Friday, May 06, 2011

6-May-11: There's more to learn about terrorism via Bin Laden's personal example than most realize

When the Palestinian-Arab journalist Khaled Abu Toameh addresses the subject of terrorism and the terrorists, readers can generally be assured of common sense insights that they will find elsewhere only rarely.

So much nonsense and double-talk about terrorism has been purveyed by journalists, analysts and politicians, that insight is about the last thing a rational consumer of news and analysis can expect to find.

Abu Toameh published an article called 'Muslim Terror Leaders Send Anyone But Their Own Family Members To Murder "Infidels"' earlier today. Here's how it starts:
Those who say they were surprised that Osama bin Laden had been leading a relatively comfortable life in his mansion in an affluent suburb in Pakistan obviously don't know anything about the leaders of Islamic terror groups. The fact that bin Laden was surrounded by women and children also should not come as a surprise to anyone -- nor should the reports that his men and he used some of the women as "human shields" during the US military raid on his compound..
In this regard, bin Laden was doing what many other Muslim terror operatives used to do in Afghanistan, Iraq and the West Bank and Gaza Strip: These operatives are good at sending anyone but their own family members to murder "infidels," "apostates" and any Arab or Muslim who dares to stand up to them. Bin Laden chose to live a good life surrounded by women, children and couriers who provided him with everything he needed. Like the rest of the terror leaders, bin Laden never sent any of his sons on jihad missions. He always made sure that his wives and sons and daughters stayed safe and happy.
Abu Toameh's general observations are especially true of the Palestinian Arab leadership, and in particular that part of which has driven the terror war against Jews and Israel for the last several generations.

Near the end of the piece he writes:
"This is the nature of the coward Muslim terror leaders; they do not hesitate to hide behind women and children and often choose to live in mansions instead of joining their men in the caves and mountains."
Please read Abu Toameh's entire article. It will take you no more than two minutes.

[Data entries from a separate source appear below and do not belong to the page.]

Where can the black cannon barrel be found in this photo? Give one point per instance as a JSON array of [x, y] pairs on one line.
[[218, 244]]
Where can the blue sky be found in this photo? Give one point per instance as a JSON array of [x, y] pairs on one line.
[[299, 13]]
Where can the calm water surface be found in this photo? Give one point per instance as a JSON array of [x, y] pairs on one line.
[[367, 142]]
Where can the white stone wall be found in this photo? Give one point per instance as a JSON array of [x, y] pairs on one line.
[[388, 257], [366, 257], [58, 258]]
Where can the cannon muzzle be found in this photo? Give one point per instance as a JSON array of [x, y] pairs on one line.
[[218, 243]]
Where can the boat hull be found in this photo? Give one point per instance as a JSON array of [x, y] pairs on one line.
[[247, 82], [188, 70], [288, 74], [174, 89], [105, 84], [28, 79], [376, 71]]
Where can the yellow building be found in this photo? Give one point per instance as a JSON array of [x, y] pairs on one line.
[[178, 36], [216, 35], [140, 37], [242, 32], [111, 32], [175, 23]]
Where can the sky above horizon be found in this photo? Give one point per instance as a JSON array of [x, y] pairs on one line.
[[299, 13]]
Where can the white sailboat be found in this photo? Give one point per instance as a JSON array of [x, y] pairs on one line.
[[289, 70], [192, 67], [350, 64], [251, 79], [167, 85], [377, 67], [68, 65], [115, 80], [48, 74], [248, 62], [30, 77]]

The people he describes here truly are cowards. So too are the analysts and commentators who, far from the danger and threat, relentlessly rip into Israelis who are conducting an existential war of self-defence against an enemy who see pizza restaurants, school yards and buses as their battlefield.

Tuesday, May 03, 2011

3-May-11: In a world where you are either for terrorism or against it, Fatah decides

The caption from this 2006 USA Today photo says it depicts members (members?!)
of al-Aqsa Martyrs' Brigades supporting Mahmoud Abbas in Nablus.
When Abbas' gunmen say they are broken up over the death of Osama Bin Laden,
they ought to be believed. And we ought to understand what that tells us
about Fatah and Abbas. 
Mahmoud Abbas, in addition to being the head of the Palestinian Authority, serves as chairman of the organization called Fatah, the largest of the numerous factions making up the PLO. Fatah's military branch is the Al-Aqsa Martyrs' Brigades. Yesterday the Brigades published a statement responding to the untimely demise of the arch-terrorist and mass murderer Osama bin Laden. His death, they say, was a "catastrophe", no less. His killers, the anti-terror forces of the US military, are "gangs of heretics."

For an ostensibly secular group, as distinct from the fanatically Islamist Hamas with whom they signed a co-operation agreement this morning, it's an interesting turn of phrase.

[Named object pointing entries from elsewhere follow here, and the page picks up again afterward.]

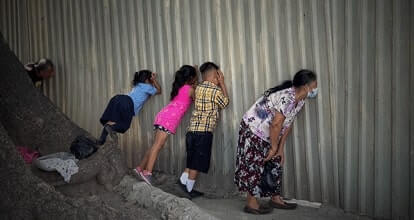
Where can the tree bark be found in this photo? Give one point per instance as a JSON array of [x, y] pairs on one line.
[[28, 118]]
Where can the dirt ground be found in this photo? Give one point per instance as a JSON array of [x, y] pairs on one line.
[[231, 207]]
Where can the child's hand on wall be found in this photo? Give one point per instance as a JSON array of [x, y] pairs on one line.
[[220, 77]]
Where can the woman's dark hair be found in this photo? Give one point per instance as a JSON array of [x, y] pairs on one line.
[[302, 77], [182, 76], [208, 66], [43, 64], [141, 76]]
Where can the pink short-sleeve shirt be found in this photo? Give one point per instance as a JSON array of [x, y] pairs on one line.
[[170, 116]]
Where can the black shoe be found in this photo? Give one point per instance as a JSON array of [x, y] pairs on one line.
[[194, 194], [261, 211], [282, 206], [182, 186], [111, 133]]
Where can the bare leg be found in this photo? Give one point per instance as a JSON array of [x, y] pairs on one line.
[[110, 123], [277, 199], [192, 174], [160, 139], [252, 202], [145, 159]]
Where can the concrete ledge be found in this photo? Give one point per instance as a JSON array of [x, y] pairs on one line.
[[166, 205]]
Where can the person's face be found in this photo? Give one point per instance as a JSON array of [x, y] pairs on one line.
[[195, 80], [48, 73], [312, 85]]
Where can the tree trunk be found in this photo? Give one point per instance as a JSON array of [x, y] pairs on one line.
[[28, 118]]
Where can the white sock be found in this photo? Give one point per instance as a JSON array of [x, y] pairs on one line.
[[190, 185], [184, 178]]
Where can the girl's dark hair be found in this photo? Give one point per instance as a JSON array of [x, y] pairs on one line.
[[182, 76], [302, 77], [208, 66], [141, 76], [43, 64]]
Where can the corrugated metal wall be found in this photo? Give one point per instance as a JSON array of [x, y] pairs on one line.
[[352, 147]]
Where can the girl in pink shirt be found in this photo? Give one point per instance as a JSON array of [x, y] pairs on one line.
[[168, 119]]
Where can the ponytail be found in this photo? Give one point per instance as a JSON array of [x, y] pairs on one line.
[[286, 84], [301, 78], [182, 76]]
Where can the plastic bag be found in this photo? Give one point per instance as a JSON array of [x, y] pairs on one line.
[[83, 147]]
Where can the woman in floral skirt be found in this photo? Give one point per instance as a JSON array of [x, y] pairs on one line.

Palestinian Media Watch today quotes the Brigades unit of Fatah saying its "Jihad fighters will not be deterred in their path". The announcement ends with this less-than-secular vow:
"We say to the American and Israeli occupier: the [Islamic] nation which produced leaders who changed the course of history through their Jihad... is capable of restoring the glory of Islam and the flag of Allah's oneness, Allah willing."
Hamas, a fully-paid-up member of the forces of Jihadist terror, is of course heart-broken at the death in Pakistan. The Guardian today quotes the Gazan jihadists praising Osama bin Laden as an "Arab holy warrior" and condemns his killing by American forces in Pakistan. Presumably editorializing more out of hope than expectation, The Guardian adds:
The comments expose a clear gap between Hamas and their Palestinian counterparts, Fatah, with whom they are due to sign a reconciliation pact this week in Cairo.
That pact, as we noted, is now reality. But a clear gap? Not so much.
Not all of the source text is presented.